Planification stratégique et suivi financier

Dossier réalisé avec Anaplan

Le pilotage de la performance à l’ère du CFO connecté

Option Finance - 22 janvier 2018

Les outils à disposition des directions financières évoluent. Plus précis, nécessairement digitalisés, ils permettent de livrer des informations plus rapidement et de façon plus efficace. Attention cependant à ne pas se noyer dans une profusion de données en optant pour les indicateurs les plus utiles, notamment lors de la réalisation d’un plan stratégique. Retour d’expérience avec Jean-Jacques Morin, directeur général finances, AccorHotels.
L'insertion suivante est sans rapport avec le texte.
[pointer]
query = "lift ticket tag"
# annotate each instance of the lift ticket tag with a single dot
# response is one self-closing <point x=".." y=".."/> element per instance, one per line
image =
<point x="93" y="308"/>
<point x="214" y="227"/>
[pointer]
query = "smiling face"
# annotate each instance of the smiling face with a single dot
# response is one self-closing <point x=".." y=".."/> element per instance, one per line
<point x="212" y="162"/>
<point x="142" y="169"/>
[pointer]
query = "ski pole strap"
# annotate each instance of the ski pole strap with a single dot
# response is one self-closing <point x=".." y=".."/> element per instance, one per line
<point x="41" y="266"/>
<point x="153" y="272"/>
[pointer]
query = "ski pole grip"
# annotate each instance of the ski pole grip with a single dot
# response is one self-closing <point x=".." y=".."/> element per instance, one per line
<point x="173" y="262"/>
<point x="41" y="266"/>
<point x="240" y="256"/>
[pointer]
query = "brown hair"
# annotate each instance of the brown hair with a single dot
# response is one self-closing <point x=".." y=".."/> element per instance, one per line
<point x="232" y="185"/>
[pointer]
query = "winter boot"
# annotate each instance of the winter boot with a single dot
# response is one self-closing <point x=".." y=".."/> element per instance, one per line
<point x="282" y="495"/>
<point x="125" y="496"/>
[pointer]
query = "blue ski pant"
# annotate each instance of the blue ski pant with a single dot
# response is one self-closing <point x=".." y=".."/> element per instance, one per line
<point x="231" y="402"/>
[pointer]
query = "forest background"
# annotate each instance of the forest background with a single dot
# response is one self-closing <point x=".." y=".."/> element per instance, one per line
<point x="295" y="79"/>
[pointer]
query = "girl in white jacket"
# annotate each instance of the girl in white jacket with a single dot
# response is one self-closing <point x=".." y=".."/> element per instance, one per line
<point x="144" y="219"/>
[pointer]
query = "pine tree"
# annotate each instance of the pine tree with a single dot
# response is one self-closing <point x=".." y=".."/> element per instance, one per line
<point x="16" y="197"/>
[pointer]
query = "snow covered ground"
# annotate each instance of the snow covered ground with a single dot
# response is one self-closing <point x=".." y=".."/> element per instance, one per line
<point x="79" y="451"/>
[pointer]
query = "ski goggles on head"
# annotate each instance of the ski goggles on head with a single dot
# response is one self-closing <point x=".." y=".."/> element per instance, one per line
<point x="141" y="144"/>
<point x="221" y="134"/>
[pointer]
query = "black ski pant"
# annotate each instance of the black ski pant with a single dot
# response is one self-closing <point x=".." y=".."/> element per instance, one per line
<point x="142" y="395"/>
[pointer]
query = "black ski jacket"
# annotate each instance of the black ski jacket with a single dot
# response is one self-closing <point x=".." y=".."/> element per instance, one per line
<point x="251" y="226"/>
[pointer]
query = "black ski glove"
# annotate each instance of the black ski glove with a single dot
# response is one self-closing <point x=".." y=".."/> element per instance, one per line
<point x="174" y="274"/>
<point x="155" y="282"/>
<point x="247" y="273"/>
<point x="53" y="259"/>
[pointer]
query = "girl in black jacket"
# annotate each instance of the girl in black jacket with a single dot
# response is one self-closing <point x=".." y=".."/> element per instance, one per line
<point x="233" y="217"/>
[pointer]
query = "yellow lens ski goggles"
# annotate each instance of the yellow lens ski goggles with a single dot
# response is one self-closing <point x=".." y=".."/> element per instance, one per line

Jean-Jacques Morin, directeur général finances, AccorHotels
AccorHotels

Au cours des dernières années, le groupe Accor a connu une profonde évolution de son business model, scindant l’activité du géant hôtelier en deux entités : l’une possédant les actifs et l’autre se consacrant à leur gestion. «Nous avons réalisé près de 17 transactions au cours des 18 derniers mois. Ces transactions hôtelières ont nécessairement eu un impact sur la fonction finance», explique Jean-Jacques Morin, directeur général finances, AccorHotels, qui précise : «A cela s’ajoutent des transactions exogènes, c’est-à-dire périphériques à notre métier, qui ont nécessité une évolution des compétences en interne.» Autant d’éléments qui ont changé en profondeur la fonction finance du groupe : «Il nous a fallu revoir notre organisation afin d’être à même de faire face à des acquisitions majeures. Nous avons ainsi créé une direction M&A et nous avons également mis en place des indicateurs clés nous permettant de suivre ces nouveaux business.» Des changements profonds qui résultent de la stratégie menée au plus haut de l’entreprise : le rôle de la direction financière est avant tout de décliner les stratégies du groupe. «Bien sûr, la direction financière n’a pas été le moteur des acquisitions du groupe. Cependant, par la mise en place de nouveaux outils, il nous a été possible d’accompagner et de soutenir la stratégie, notamment grâce à la finesse des flux livrés et analysés», souligne Jean-Jacques Morin.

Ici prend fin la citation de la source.